Company chairman Dick Robinson said he was "disappointed in the quarter and the full-year forecast," but said he is "determined to get the business back on track." The two trouble spots at the company are the trade division and the direct-to-home continuity program. Trade sales fell 31% in the quarter, to $25.6 million, and continuity sales were down 8%. In trade, sales and earnings were hurt by lower backlist sales and higher returns; Harry Potter and the Order of the Phoenix contributed little to the quarter. Barbara Marcus, president of the children's book publishing and distribution group, told analysts in a conference call that Scholastic does not plan to ship many new titles to tie in to the spring release of Harry Potter and the Prisoner of Azkaban.
In the continuities business, the Do Not Call legislation had a "bigger impact" than expected, Robinson said, noting that with fewer potential customers to contact, new orders were down while attrition increased. He said the continuity program is a "viable" business and that Scholastic has taken steps to turn around the unit. The major initiative to date has been to replace George Saul, who had headed the division, with Judy Newman, a Scholastic v-p who helped fix Scholastic's book clubs.
A change in leadership is also part of the answer to improve results in the trade division. Marcus is devoting her full attention to the trade and fair groups and in essence is taking over many of the duties from Michael Jacobs, who resigned in February. Marcus said she plans on repackaging and repromoting some of Scholastic's backlist properties, while also doing more license publishing. She also hopes to inject more bestsellers into the company's frontlist.

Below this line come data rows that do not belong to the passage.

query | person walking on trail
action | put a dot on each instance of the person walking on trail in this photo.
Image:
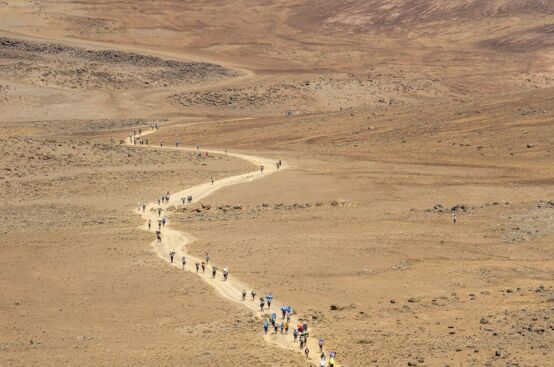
(266, 326)
(262, 304)
(322, 361)
(332, 359)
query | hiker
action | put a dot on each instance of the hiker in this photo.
(322, 361)
(266, 326)
(269, 298)
(262, 303)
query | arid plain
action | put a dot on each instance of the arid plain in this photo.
(392, 119)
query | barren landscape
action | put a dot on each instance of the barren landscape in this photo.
(410, 224)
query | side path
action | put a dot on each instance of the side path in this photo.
(231, 288)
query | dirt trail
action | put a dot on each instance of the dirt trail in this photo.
(231, 289)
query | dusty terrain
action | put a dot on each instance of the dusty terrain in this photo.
(392, 118)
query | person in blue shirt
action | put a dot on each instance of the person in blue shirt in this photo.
(266, 326)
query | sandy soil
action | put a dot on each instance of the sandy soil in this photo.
(393, 119)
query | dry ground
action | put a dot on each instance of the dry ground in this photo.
(403, 113)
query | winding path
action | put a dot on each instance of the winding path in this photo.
(175, 240)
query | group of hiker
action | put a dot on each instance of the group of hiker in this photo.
(299, 332)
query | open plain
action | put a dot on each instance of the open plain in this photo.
(411, 224)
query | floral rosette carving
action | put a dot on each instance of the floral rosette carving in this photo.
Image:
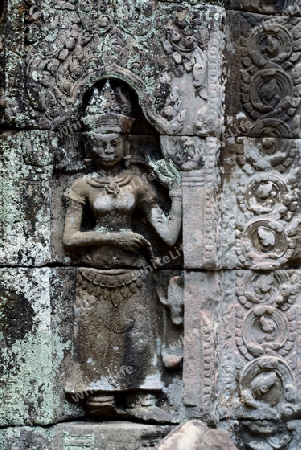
(275, 289)
(268, 193)
(264, 331)
(267, 154)
(268, 79)
(267, 385)
(265, 244)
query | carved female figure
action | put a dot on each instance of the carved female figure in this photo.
(114, 315)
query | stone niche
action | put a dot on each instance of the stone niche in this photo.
(150, 223)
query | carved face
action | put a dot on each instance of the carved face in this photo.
(107, 149)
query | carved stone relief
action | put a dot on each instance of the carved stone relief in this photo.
(266, 101)
(150, 220)
(265, 188)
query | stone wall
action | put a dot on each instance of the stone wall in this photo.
(215, 90)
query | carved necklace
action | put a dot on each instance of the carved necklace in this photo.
(111, 186)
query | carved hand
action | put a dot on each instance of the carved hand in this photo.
(128, 240)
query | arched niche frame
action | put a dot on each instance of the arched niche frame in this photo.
(162, 125)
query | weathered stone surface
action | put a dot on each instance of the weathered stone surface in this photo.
(36, 324)
(26, 170)
(266, 435)
(83, 435)
(170, 56)
(246, 324)
(287, 7)
(263, 76)
(112, 116)
(194, 435)
(259, 204)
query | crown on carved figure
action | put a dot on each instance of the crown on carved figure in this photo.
(108, 109)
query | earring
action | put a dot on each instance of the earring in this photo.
(127, 160)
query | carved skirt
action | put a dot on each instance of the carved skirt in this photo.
(115, 332)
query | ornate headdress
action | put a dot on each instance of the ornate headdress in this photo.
(108, 109)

Problems in the trade and continuity divisions overshadowed improvements in other areas. In the quarter, book fair sales rose 4%, to $68.6 million, and book club sales increased 18%, to $111.1 million. In all, sales in the children's book publishing and distribution group rose 1%, to $271.5 million, but operating profit plunged 50%, to $11.4 million.

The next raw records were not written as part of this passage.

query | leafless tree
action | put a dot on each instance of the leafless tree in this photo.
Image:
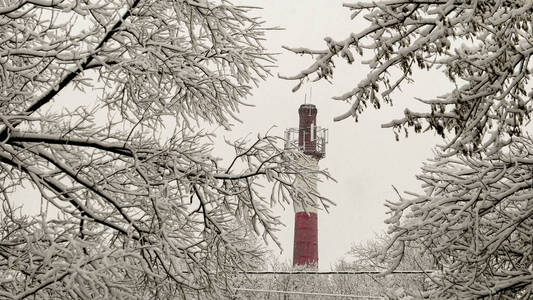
(484, 47)
(474, 216)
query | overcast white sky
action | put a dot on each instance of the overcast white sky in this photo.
(364, 159)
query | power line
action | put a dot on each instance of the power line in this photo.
(309, 293)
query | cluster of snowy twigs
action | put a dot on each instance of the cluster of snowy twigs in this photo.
(126, 213)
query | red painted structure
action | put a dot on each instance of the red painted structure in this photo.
(305, 251)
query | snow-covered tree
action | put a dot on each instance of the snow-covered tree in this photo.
(474, 217)
(484, 47)
(133, 202)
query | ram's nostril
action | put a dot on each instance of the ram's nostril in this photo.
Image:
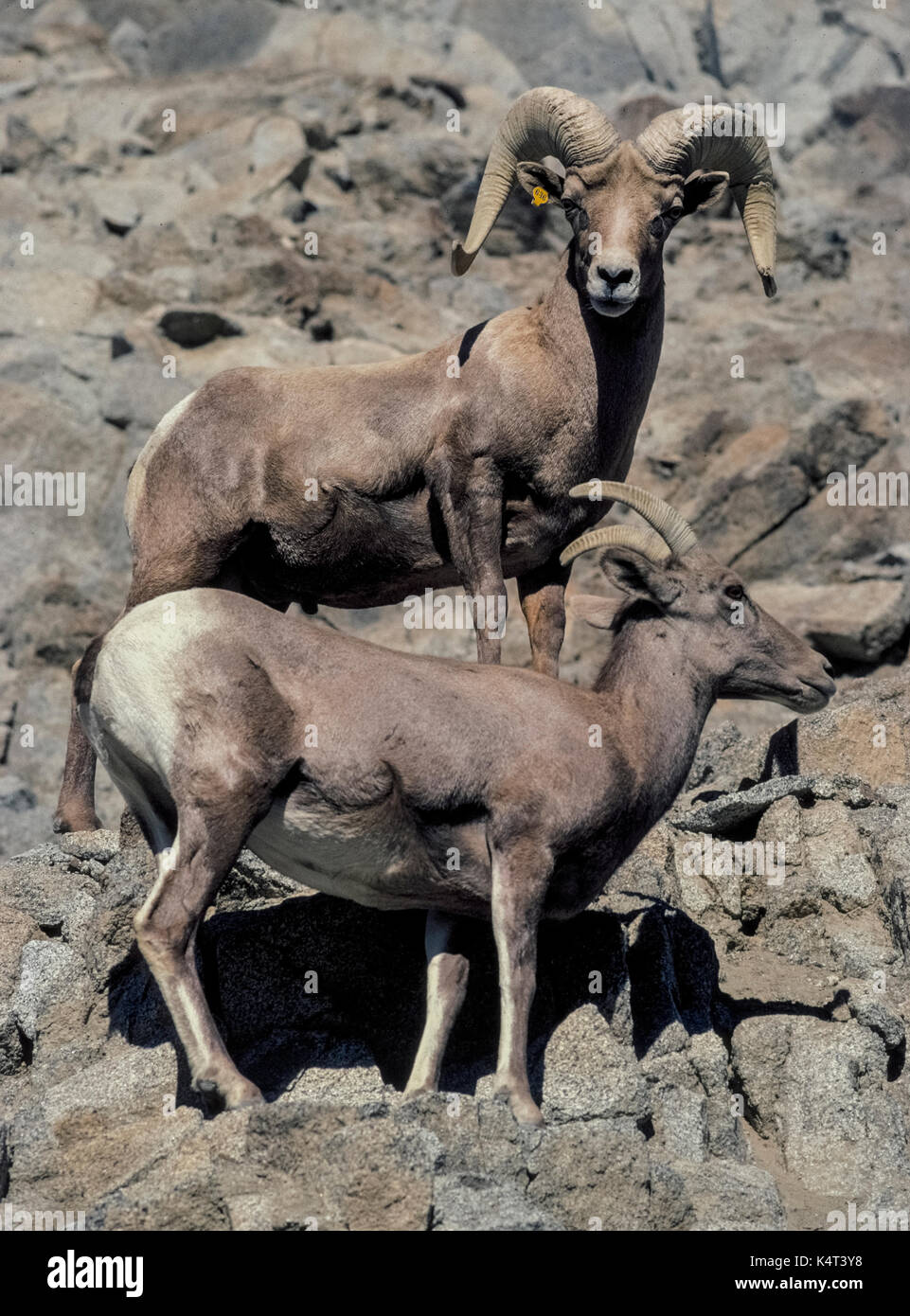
(614, 276)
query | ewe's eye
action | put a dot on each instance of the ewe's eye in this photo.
(575, 212)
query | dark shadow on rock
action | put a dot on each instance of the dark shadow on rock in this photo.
(285, 978)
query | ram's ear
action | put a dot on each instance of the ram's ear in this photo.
(533, 174)
(639, 577)
(702, 189)
(593, 608)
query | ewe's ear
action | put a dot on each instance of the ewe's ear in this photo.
(532, 174)
(702, 189)
(593, 608)
(639, 577)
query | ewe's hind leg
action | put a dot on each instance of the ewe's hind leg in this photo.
(521, 873)
(447, 984)
(188, 877)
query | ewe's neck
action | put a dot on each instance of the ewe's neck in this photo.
(657, 702)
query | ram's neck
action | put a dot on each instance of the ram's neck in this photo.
(609, 362)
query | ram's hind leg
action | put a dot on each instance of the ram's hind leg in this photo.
(447, 984)
(188, 877)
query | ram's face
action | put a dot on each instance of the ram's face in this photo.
(622, 213)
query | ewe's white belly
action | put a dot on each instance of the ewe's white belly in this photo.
(349, 854)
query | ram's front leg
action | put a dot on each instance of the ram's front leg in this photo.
(543, 603)
(471, 499)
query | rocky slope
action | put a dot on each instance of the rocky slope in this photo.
(714, 1050)
(740, 1063)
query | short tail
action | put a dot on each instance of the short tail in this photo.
(81, 687)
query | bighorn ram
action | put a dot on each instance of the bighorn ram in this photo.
(363, 772)
(360, 486)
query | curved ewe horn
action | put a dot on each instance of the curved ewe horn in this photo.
(543, 121)
(613, 536)
(671, 528)
(684, 140)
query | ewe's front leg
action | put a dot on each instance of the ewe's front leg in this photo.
(188, 877)
(447, 984)
(543, 603)
(471, 499)
(521, 873)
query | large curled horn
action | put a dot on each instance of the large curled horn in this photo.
(543, 121)
(671, 528)
(613, 536)
(685, 140)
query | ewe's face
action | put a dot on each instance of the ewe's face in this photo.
(751, 653)
(622, 213)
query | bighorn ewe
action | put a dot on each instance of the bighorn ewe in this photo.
(358, 486)
(363, 772)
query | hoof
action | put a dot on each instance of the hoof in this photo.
(522, 1104)
(232, 1095)
(64, 823)
(209, 1093)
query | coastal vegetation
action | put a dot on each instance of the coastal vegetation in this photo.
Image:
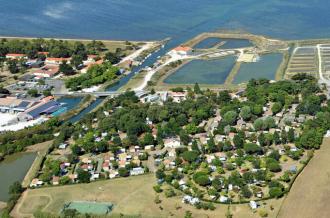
(96, 74)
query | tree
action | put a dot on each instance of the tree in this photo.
(277, 107)
(66, 68)
(148, 139)
(258, 124)
(291, 135)
(33, 92)
(275, 192)
(246, 113)
(112, 58)
(230, 117)
(224, 97)
(76, 60)
(202, 178)
(251, 148)
(262, 139)
(246, 192)
(197, 89)
(276, 138)
(190, 156)
(15, 188)
(123, 172)
(188, 214)
(238, 141)
(47, 93)
(12, 66)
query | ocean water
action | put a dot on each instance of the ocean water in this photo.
(266, 68)
(208, 42)
(203, 72)
(157, 19)
(235, 43)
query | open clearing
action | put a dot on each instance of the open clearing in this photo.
(130, 196)
(310, 194)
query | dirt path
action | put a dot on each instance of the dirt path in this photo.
(310, 194)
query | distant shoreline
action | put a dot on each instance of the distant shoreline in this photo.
(74, 39)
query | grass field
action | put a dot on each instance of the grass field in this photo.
(41, 149)
(310, 194)
(130, 196)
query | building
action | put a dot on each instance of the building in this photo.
(16, 56)
(14, 105)
(47, 71)
(253, 205)
(172, 143)
(178, 96)
(46, 106)
(136, 171)
(56, 60)
(36, 183)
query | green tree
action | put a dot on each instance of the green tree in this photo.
(238, 141)
(113, 58)
(230, 117)
(13, 66)
(77, 60)
(66, 68)
(277, 107)
(197, 89)
(83, 176)
(123, 172)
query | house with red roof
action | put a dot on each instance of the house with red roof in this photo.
(56, 60)
(16, 56)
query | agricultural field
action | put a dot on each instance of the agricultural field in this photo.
(310, 194)
(130, 196)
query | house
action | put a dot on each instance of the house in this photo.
(149, 147)
(136, 171)
(189, 199)
(172, 153)
(172, 143)
(113, 174)
(56, 60)
(178, 96)
(36, 183)
(47, 71)
(293, 169)
(56, 180)
(253, 205)
(180, 51)
(63, 146)
(16, 56)
(223, 199)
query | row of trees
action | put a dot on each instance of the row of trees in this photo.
(56, 48)
(96, 74)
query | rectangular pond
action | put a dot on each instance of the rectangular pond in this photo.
(235, 43)
(208, 43)
(203, 72)
(12, 169)
(266, 68)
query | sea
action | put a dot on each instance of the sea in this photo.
(158, 19)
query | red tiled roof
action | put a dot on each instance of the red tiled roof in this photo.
(15, 55)
(58, 59)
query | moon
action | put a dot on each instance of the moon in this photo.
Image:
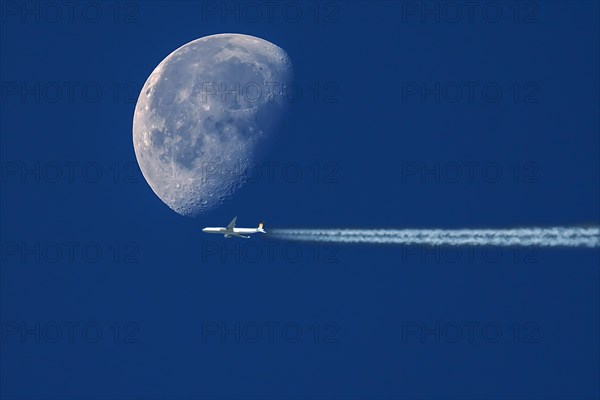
(204, 113)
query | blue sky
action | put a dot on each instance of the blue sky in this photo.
(412, 114)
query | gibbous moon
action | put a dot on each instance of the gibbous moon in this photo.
(203, 114)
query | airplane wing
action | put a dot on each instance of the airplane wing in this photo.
(231, 224)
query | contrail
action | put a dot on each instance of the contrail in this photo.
(543, 237)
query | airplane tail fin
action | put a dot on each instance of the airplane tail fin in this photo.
(260, 227)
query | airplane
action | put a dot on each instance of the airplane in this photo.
(231, 230)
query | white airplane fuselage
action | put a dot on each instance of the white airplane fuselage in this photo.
(231, 230)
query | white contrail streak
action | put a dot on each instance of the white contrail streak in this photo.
(544, 237)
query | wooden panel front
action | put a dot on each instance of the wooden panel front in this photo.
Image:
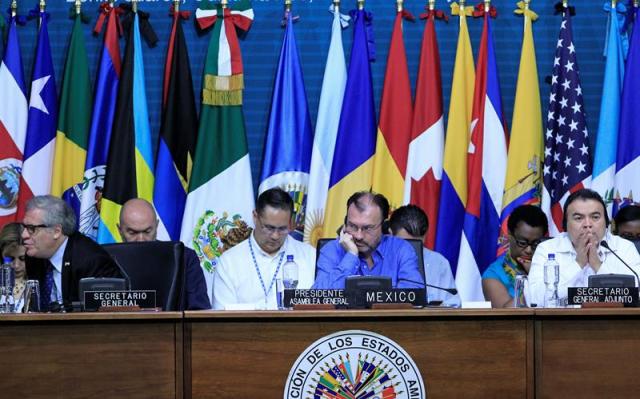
(471, 357)
(587, 356)
(111, 358)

The company's educational publishing division exceeded plan, led by its READ 180 intervention program. Sales in the quarter rose 7%, to $69.4 million, and the unit had operating profit of $3.3 million. International sales increased 25%, to $87.6 million, helped by gains in Canada, higher exports and currency fluctuations. Revenue in the media, licensing and advertising division jumped 49%, to $43.5 million, led by the addition of the recently acquired Back to Basics Toys catalogue business and the release of Clifford's Really Big Movie.
For the first nine months of the year, net income at the company increased 20%, to $35.9 million, on an 18% increase in sales, to $1.65 billion. At the close of a no-nonsense conference call with analysts, Robinson promised to improve the company's forecasting, profits and cash flow.